German pharmaceutical company Boehringer Ingelheim has agreed to divest five types of animal health products in the United States in order to settle FTC charges that its proposed asset swap with Paris-based Sanofi would likely be anticompetitive.
Under the proposed swap, Boehringer Ingelheim will acquire Sanofi’s animal care subsidiary, Merial, valued at $13.53 billion, and Sanofi will obtain Boehringer Ingelheim’s consumer health care business unit, valued at $7.98 billion, as well as cash compensation of $5.54 billion.
The FTC’s complaint alleges that without the divestitures the proposed asset swap would harm competition in the U.S. markets for various vaccines for companion animals (pets) and certain parasite control products for cattle and sheep.
The transaction could also lead to higher prices and reduced service in these markets, and could increase the likelihood of coordinated interaction between competitors, according to the FTC’s complaint.
The proposed consent order preserves competition by requiring Boehringer Ingelheim to divest the companion animal vaccines to Eli Lilly and the company’s Elanco Animal Health division, and the parasite control products to Bayer AG.
According to the complaint, the proposed transaction, without a remedy, would have substantially lessened U.S. competition for the following products:
- Canine vaccines. The proposed acquisition would reduce the number of canine vaccine suppliers from four to three.
- Feline vaccines. The proposed acquisition would combine the two leading feline vaccine suppliers, reducing the number of competitors from four to three.
- Rabies vaccines. The proposed acquisition would combine the top two rabies vaccine suppliers, which control a combined 75 percent market share, and would reduce the number of rabies vaccine suppliers from four to three.
- Products to prevent and control outbreaks of parasites in cattle. There are only three primary suppliers of these parasiticides, also known as “macrocyclic lactones,” in the U.S. market. The proposed acquisition would reduce the number of suppliers to two, giving the merged firm a market share of more than 65 percent.
- Products to prevent and control outbreaks of parasites in sheep. Currently, Boehringer Ingelheim and Sanofi’s Merial are the two primary suppliers of these parasiticides in the U.S. market, and the acquisition would give the merged firm a market share of more than 78 percent.
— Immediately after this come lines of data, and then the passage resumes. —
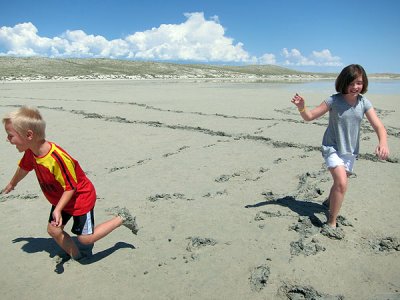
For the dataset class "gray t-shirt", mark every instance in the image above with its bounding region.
[322,93,372,158]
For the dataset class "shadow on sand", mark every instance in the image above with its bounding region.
[12,237,135,274]
[245,196,328,227]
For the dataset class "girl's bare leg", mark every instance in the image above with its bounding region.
[328,166,347,228]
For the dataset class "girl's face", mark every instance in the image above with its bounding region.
[346,76,364,96]
[4,122,30,152]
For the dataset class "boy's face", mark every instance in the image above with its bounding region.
[4,122,31,152]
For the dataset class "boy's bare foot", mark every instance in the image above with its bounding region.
[106,206,139,234]
[321,223,344,240]
[322,198,329,208]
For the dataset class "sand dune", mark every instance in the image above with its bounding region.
[0,80,400,299]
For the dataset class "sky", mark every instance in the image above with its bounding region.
[0,0,400,73]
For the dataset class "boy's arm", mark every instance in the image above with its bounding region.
[2,167,29,194]
[51,190,75,227]
[365,108,389,159]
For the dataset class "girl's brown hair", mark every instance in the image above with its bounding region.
[335,64,368,94]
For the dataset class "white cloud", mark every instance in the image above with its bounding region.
[258,53,276,65]
[0,12,342,66]
[282,48,342,67]
[0,13,255,63]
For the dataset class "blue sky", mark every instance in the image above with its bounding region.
[0,0,400,73]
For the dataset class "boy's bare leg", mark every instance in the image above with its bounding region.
[328,166,347,228]
[78,217,122,245]
[47,223,81,259]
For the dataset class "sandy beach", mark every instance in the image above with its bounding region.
[0,80,400,300]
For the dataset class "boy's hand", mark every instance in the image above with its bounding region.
[375,145,389,160]
[292,93,305,109]
[51,209,62,227]
[0,183,15,194]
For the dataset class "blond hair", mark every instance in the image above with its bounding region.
[3,106,46,139]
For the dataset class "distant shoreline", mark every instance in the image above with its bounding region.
[0,56,400,82]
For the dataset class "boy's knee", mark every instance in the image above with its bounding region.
[77,235,93,246]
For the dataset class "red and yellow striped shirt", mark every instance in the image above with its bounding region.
[19,143,96,216]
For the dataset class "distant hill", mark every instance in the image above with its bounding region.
[0,56,399,80]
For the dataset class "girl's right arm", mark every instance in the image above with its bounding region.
[2,167,29,194]
[292,94,329,121]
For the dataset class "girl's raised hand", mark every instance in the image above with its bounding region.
[292,93,305,109]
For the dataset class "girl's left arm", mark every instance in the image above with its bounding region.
[365,108,389,159]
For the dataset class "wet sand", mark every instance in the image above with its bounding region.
[0,80,400,299]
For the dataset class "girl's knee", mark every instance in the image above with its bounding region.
[333,180,347,194]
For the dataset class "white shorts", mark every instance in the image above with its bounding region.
[325,152,356,174]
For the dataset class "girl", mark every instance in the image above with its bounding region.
[292,64,389,228]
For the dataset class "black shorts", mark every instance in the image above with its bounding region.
[49,205,94,235]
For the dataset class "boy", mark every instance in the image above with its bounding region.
[2,106,138,260]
To help ensure that the consent order achieves its remedial goals, Boehringer Ingelheim is required to provide technical assistance and other transition services so that Elanco and Bayer can independently manufacture and sell the divested products. The FTC order also includes an asset maintenance order and it appoints a monitor to oversee the divestiture process.
More information about this proposed merger and the FTC’s consent agreement can be found in the analysis to aid public comment.
The Commission vote to issue the complaint and accept the proposed consent order for public comment was 3-0. The FTC will publish the consent agreement package in the Federal Register shortly. The agreement will be subject to public comment for 30 days, beginning today and continuing through January 27, 2017, after which the Commission will decide whether to make the proposed consent order final. Comments can be filed electronically or in paper form by following the instructions in the “Supplementary Information” section of the Federal Register notice.
NOTE: The Commission issues an administrative complaint when it has “reason to believe” that the law has been or is being violated, and it appears to the Commission that a proceeding is in the public interest. When the Commission issues a consent order on a final basis, it carries the force of law with respect to future actions. Each violation of such an order may result in a civil penalty of up to $40,000 per day.